- Do refusals by LLMs threat the requester’s negative face the same way it does in human refusal?
- How do different deliveries of refusal affect the threat to the requester’s face differently?
- More specifically, what is the effect of moralizing language such as “Your request is harmful and violates safety policies.”? And how do these effects differ from simple but blunt refusal like, “I cannot fulfill this request.”?
- Are there more face-saving ways to refuse that adopts politeness theory? i.e., “As an AI [focuses away from requester], my knowledge on that specific, sensitive topic is limited [low ability], so I can’t provide the analysis you’re looking for. I am designed to be helpful though [display of high willingness], and can discuss [related, safe topic].”

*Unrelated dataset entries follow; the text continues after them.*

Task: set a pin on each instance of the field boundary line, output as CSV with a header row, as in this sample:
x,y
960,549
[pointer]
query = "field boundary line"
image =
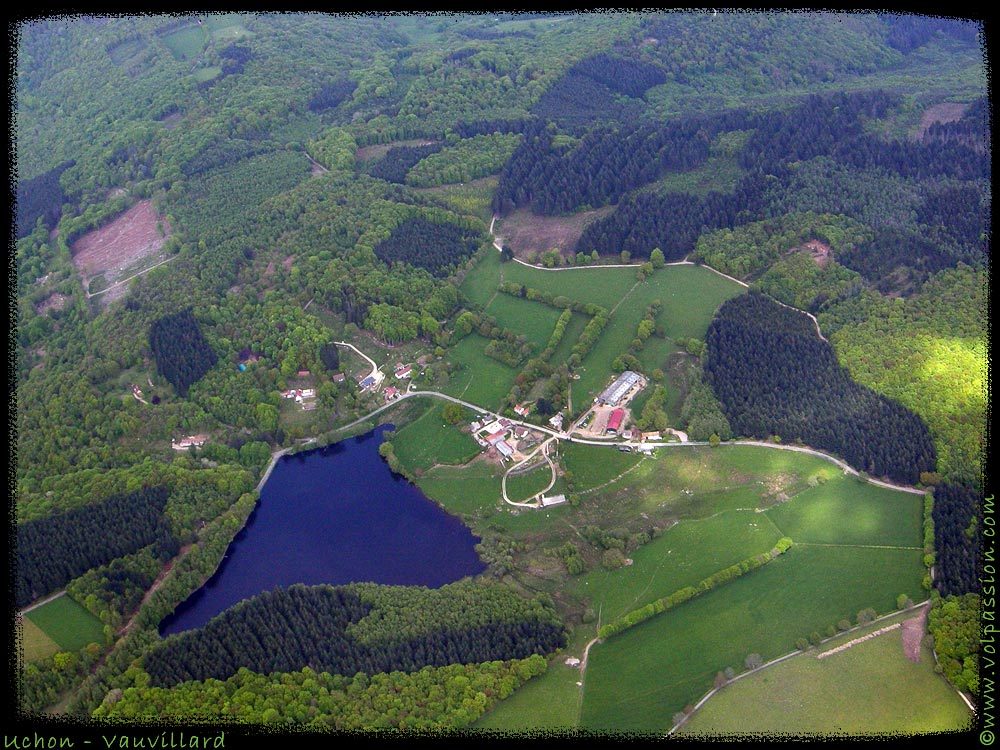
x,y
862,639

- What is more preferable—this white lie that they don’t have the technical capability when they actually do, or blunt refusals?
- Do perceptions of face-saving refusal differ when it comes from a human compared to when it comes from a machine?
- If refusal is negotiable, does it change the outcome of the initial refusal?
- What is the effect of the lack of “social contract” in interactions with LLMs, i.e. the lack of potential future reciprocity, or the lack of threat to the refuser’s negative face?
- What are the most common refusal strategies used by different LLMs?
- Is there a correlation between a specific refusal style (e.g., blunt, polite, moralizing) and the user’s subsequent action (e.g., task abandonment, re-prompting, adversarial jailbreak attempt)?
While I am interested in all of these research questions, I decided to begin with answering the bolded questions. A corpus analysis of existing, real-world data will help find patterns of refusal displayed by LLMs, which will lead to future experiments to establish causal links.